Here are some things I've made — algorithms, methods, packages — of which I'm particularly proud. As far as I know they are novel, but I haven't done deep literature searches to find out for sure.
k-nearest neighbors adaptive feature weighting
k-nearest neighbors is remarkably powerful right out of the box with the exception that it can be sensitive to how features are weighted. Feature weighting accounts for the fact that some features can be much more important than others. Getting these weights just right can be labor intensive. This method finds them automatically through an optimization similar to Powell's method.

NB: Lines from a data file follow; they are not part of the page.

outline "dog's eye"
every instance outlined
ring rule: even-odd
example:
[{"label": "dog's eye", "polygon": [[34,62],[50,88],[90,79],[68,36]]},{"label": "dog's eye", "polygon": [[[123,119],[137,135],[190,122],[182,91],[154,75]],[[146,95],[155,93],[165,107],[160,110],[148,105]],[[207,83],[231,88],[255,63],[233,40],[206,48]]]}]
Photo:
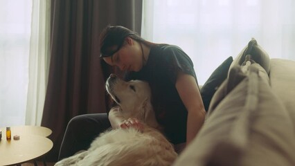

k-nearest neighbors data reduction
To keep k-nearest neighbors running quickly, it's helpful to limit the number of points retained. One way to to do that is to randomly select a subset of the observations to keep as training points. Another is to try to cover the space more efficiently, getting the same level of accuracy with fewer points. This is a one scheme for that.
k-sparse neural network layer
k-sparse autoencoders were originally developed and presented by Alireza Makhzani and Brendan Frey. In a k-sparse layer, only the k nodes with highest magnitude activity are allowed to keep their activity on a given iteration. All others are set to zero. It results in hidden nodes with identifiable structure. The only part of my implementation I believe is new is the addition of an adaptive sensitivity term to facilitate training. Here's more on how it works and how to use it.
Evolutionary Powell's method
I built Evolutionary Powell's method as a hyperparameter optimization algorithm as part of Course 314. It is inspired by the original Powell's method, but has a stochastic element inspired by evolutionary approaches. Here's more information on how it works and how to use it.
Animation of the Pathfinder algorithm in action, finding power lines in the region of Kano, Nigeria.
Pathfinder is a many-to-many variant of Dijkstra's shortest path algorithm. I got to work on it while at Facebook when I was trying to predict the locations of medium-voltage electrical distribution grid infrastructure. It's based entirely on publicly available data sources, including nighttime satellite imagery and Open Street Map highways. Here's a tutorial on how it works and how to re-create it.
Chris Arderne did an improved re-implementation, called GridFinder which has been used by the World Bank and its partners to estimate the location of medium voltage power grids throughout Africa, and then through the rest of the world.